The One World Trade Center is a building that embraced new architectural and environmental standards in urban design to symbolize New York’s urban fabric.
The feature facade walls of the 50 feet tall foyer and each of the four cantilevered canopies design is grand and elegant. Lightweight design and materials, such as single-glazed, laminated, low-iron, frameless glass panels, which are attached to the cable-net wall with cast stainless steel spiders created the even surface architectural effect, one of the signatures of the building.
The spire, crucial to the tower, was designed to complement the building pragmatically, aesthetically, and symbolically, making the tower exactly 1,776 feet tall, a number representative of the United States Declaration of Independence signed in 1776.
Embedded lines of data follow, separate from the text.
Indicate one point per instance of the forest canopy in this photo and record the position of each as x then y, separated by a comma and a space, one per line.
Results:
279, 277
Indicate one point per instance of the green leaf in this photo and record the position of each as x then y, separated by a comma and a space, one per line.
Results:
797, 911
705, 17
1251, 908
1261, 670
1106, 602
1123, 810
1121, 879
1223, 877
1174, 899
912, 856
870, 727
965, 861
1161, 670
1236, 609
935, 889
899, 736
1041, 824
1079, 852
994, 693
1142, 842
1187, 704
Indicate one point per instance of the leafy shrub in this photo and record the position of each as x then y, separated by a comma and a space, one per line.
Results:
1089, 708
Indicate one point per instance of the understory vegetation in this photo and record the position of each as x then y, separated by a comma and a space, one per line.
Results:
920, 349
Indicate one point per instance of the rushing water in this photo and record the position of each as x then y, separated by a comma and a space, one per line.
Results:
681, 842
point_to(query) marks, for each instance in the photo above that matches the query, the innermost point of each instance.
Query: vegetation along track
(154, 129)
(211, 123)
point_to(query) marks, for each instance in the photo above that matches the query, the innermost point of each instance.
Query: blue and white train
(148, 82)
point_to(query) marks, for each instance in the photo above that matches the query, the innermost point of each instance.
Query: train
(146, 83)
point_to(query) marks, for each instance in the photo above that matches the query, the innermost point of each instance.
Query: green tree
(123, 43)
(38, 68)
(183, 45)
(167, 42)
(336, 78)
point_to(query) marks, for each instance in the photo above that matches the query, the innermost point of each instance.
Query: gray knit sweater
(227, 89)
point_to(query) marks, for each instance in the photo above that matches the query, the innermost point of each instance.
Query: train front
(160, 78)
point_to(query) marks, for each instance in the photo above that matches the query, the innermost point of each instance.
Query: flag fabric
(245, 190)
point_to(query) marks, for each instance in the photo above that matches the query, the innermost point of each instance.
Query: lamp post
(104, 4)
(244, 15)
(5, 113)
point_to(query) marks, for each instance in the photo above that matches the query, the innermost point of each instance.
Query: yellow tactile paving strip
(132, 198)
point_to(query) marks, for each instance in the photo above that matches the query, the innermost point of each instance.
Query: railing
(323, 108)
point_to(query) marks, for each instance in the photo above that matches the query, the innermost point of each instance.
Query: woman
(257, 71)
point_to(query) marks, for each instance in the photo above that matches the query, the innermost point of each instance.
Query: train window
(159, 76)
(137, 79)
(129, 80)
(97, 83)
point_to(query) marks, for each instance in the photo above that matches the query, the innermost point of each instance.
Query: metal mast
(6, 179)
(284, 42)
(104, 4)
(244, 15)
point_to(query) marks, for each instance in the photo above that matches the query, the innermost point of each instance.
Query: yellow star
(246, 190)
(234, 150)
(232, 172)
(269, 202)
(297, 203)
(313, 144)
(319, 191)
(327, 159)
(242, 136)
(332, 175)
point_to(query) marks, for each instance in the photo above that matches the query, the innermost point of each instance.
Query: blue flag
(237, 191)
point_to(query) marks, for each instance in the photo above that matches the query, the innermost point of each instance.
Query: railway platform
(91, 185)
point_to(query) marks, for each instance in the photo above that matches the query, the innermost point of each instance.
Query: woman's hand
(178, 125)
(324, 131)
Functionality dictated the antenna to be designed to broadcasting specifications. Therefore, the mast was devised in seven stacked sections decreasing gradually in diameter so that each different shape could meet broadcasting requirements and construction methods. The spire has tight limits on lateral movement, especially near the tip, and the underlying armature is engineered to deflect only 0.5 degrees in a sustained 50-mile-per-hour wind (approximately 80.5 km/h). Furthermore, the communication ring functions as a support for all broadcasting equipment as well as for lighting and window-washing rigs at its base, thus designed to facilitate maintenance.